Do y'all transmit the EKG when you know you have a mimicker?
Do you activate the cath lab when your tracing meets Sgarbossas criteria?
Are there and combinations of axis deviation and BBB that warrant an activation of the cath lab?
Do you activate the cath lab for RBBB with ST segment elevation?

Thanks for your help, I just opened a red bull and I have opened prehospital 12-lead ECG blog. I'm ready for 12 lead beast mode!
 
The link below is the suspected carciac ischemia protocol in Santa Clara County, CA.

https://www.sccgov.org/sites/ems/Documents/pcm700/700-A/Policy 700-A08 effectiveFebruary2015.pdf

They can transmit the 12-lead whenever they want, but they must transmit and activate the cath lab if the monitor says *** ACUTE MI *** or some variation of that.

For bundle branch blocks, I would look at lead V1 to see if it is mostly positive (R/S > 1) or negative (R/S < 1).

A right bundle branch block (RBBB) will have a mostly positive complex. It will typically have a bunny ear morphology with second R wave being taller ie rsR'. It can have a qR morphology. I will then look at lead I and V6 to see if it has a Rs morphology. I've noticed that V6 can be more equiphasic or even have an rS morphology if the patient has pathological left axis deviation or a left anterior fascicular block (*LAFB), but lead I will still have the Rs wave. RBBB can have mild ST depression in lead V1-3. I consided normal axis and right axis deviation to be normal for RBBB.

If the patient has a mostly negative complex, I will consider it to be left bundle branch block (LBBB) morphology. Most leads should be monophasic or mostly one way. Lead I and V6 will be almost or completely positive. V1-3 will typically have ST elevation. I consider normal and left axis deviation to be normal for LBBB.

If it doesn't meet the morphology criteria, I'll call it am intraventricular conduction delay (IVCD) and consider the possibility of hyperkalemia. If it is a tachycardia a rate of 115, I'll comsider it ventricular etiology; not a SVT with aberrancy. I don't usually consider axis deviation in BBB to be a sign of MI, but I suppose thaf would make sense. I stick with smith-sgarbossa criteria for determining MI in BBB.
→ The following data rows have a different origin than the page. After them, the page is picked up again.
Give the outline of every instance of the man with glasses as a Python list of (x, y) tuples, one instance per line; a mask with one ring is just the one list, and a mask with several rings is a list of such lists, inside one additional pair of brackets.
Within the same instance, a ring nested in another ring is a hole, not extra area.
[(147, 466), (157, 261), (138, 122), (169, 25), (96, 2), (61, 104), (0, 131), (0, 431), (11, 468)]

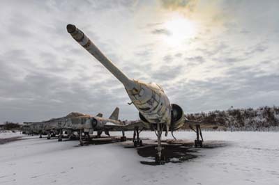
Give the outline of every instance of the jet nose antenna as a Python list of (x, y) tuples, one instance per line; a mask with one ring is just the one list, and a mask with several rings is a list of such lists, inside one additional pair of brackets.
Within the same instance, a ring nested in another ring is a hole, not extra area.
[(67, 31), (69, 33), (72, 33), (75, 31), (75, 26), (73, 24), (68, 24), (67, 25)]

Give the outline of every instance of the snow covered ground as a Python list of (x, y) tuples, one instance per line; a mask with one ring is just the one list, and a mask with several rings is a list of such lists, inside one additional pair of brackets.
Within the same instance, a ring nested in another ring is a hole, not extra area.
[[(156, 138), (153, 132), (141, 134)], [(278, 133), (203, 134), (206, 140), (229, 145), (198, 149), (195, 159), (155, 166), (141, 164), (146, 159), (121, 143), (82, 147), (77, 140), (23, 136), (0, 145), (0, 184), (279, 184)], [(175, 136), (195, 138), (192, 131)]]

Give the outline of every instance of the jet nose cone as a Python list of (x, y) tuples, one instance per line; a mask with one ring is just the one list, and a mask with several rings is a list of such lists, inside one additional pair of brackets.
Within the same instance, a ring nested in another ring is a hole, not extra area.
[(67, 31), (69, 33), (72, 33), (75, 31), (75, 26), (73, 24), (68, 24), (67, 25)]

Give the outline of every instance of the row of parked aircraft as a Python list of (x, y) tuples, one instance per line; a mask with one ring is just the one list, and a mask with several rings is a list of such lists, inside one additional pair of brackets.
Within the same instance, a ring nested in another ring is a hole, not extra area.
[[(129, 79), (119, 69), (118, 69), (89, 40), (89, 38), (75, 25), (68, 24), (67, 31), (84, 49), (97, 59), (106, 67), (124, 86), (128, 95), (139, 111), (139, 121), (121, 122), (118, 119), (119, 108), (116, 108), (108, 119), (102, 117), (99, 113), (96, 116), (73, 113), (66, 117), (52, 119), (47, 122), (32, 123), (32, 127), (41, 127), (45, 129), (38, 129), (48, 132), (49, 136), (52, 133), (60, 134), (62, 130), (67, 131), (70, 136), (73, 131), (80, 131), (80, 136), (89, 136), (93, 131), (97, 131), (98, 136), (102, 131), (109, 135), (110, 130), (119, 130), (123, 131), (122, 138), (125, 139), (124, 131), (133, 130), (133, 142), (135, 146), (141, 145), (142, 141), (140, 139), (140, 133), (142, 130), (154, 131), (157, 136), (158, 146), (156, 161), (164, 163), (162, 157), (162, 134), (165, 131), (167, 136), (169, 132), (185, 127), (187, 124), (190, 129), (196, 132), (197, 139), (195, 146), (202, 147), (202, 135), (201, 126), (206, 124), (191, 121), (186, 119), (183, 108), (175, 104), (171, 104), (163, 89), (155, 83), (144, 83), (140, 81)], [(43, 125), (43, 126), (40, 126)], [(201, 139), (200, 139), (200, 138)], [(61, 140), (61, 137), (59, 137)]]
I use the smith-sgarbossa modified critetia instead of sgarbossa criteria. Instead of ST elevation >5 mm being the criteria, I look at how deep the S wave is compared to the amount of ST elevation. I personally use the magic number 0.2. If ST elevation divided by the R wave in mm is 0.2 or less then I will consider the ST elevation within normal limits. This is easier to apply without doing the math. For every 5 small boxes for the R wave, 1 small box of ST elevation is acceptable. This can be applied to other conditions like ventricular aneursym (Dr. Smith uses 0.36 as the magic number) or left ventricular hypertrophy (LVH).
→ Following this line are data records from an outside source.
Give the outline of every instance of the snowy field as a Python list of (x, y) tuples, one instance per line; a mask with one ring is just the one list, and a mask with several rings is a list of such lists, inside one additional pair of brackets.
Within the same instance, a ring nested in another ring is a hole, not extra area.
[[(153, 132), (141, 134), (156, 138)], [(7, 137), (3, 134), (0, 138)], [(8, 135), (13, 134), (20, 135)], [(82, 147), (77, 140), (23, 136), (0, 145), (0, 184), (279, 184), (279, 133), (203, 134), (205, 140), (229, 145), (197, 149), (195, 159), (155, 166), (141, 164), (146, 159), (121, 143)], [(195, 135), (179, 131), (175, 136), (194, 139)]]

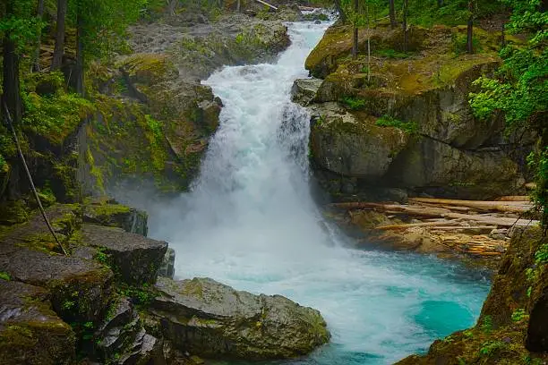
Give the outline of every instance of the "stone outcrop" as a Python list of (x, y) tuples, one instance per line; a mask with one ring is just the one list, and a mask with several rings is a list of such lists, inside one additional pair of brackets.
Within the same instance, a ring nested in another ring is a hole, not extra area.
[(109, 227), (120, 227), (125, 232), (143, 236), (148, 234), (147, 213), (117, 204), (116, 201), (90, 204), (84, 207), (83, 222)]
[(120, 228), (83, 225), (83, 242), (101, 250), (116, 276), (132, 285), (153, 284), (167, 243), (151, 240), (140, 234), (128, 233)]
[(151, 312), (179, 348), (209, 358), (301, 356), (329, 341), (320, 312), (280, 295), (253, 295), (209, 278), (158, 279)]
[[(515, 232), (477, 325), (435, 341), (398, 365), (544, 363), (548, 239), (538, 227)], [(528, 361), (524, 359), (529, 359)]]
[(342, 175), (366, 181), (382, 177), (406, 147), (408, 135), (397, 128), (379, 127), (363, 115), (337, 110), (331, 104), (322, 106), (314, 110), (311, 131), (314, 161)]
[(291, 100), (303, 106), (308, 105), (323, 83), (321, 79), (297, 79), (291, 88)]
[(47, 290), (0, 278), (0, 362), (73, 363), (75, 335), (52, 310)]
[(0, 231), (0, 362), (68, 365), (78, 353), (192, 365), (196, 355), (297, 357), (329, 341), (320, 312), (285, 297), (211, 279), (157, 282), (173, 277), (175, 251), (127, 232), (131, 212), (109, 199), (47, 208), (70, 256), (56, 251), (36, 212)]
[(368, 64), (348, 59), (350, 28), (328, 30), (306, 61), (323, 81), (296, 81), (292, 92), (312, 115), (310, 156), (331, 199), (371, 199), (372, 187), (483, 199), (524, 192), (526, 152), (509, 156), (501, 115), (480, 119), (468, 105), (473, 81), (500, 64), (493, 36), (478, 30), (484, 52), (450, 56), (464, 30), (414, 27), (405, 54), (399, 30), (364, 30)]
I do look for concordance of T waves and ST elevation/depression. Concordance or excessive ST elevation can meen the patient is having an MI.

V5-6 can be weird in LBBB. T wave concordance can be normal in those leads with LBBB.

A lot of people will apply the smith-sgarbossa criteria to ventricular paced rhythms too.

*LAFB = pathological left axis deviation (excluding other causes). Lead I will be mostly positive. II, III, and aVF will be mostly negative. This means the meam QRS vector will be between -45 and -90 degrees. People sometime will make it more complex considering qR in the lateral leads (particularly I) and rS in the inferior leads (II, III, and aVF).

I would still transmit the 12 lead even if it doesn't say any variation of *** ACUTE MI *** and I would call medical direction or the hospital telling them what I see and think.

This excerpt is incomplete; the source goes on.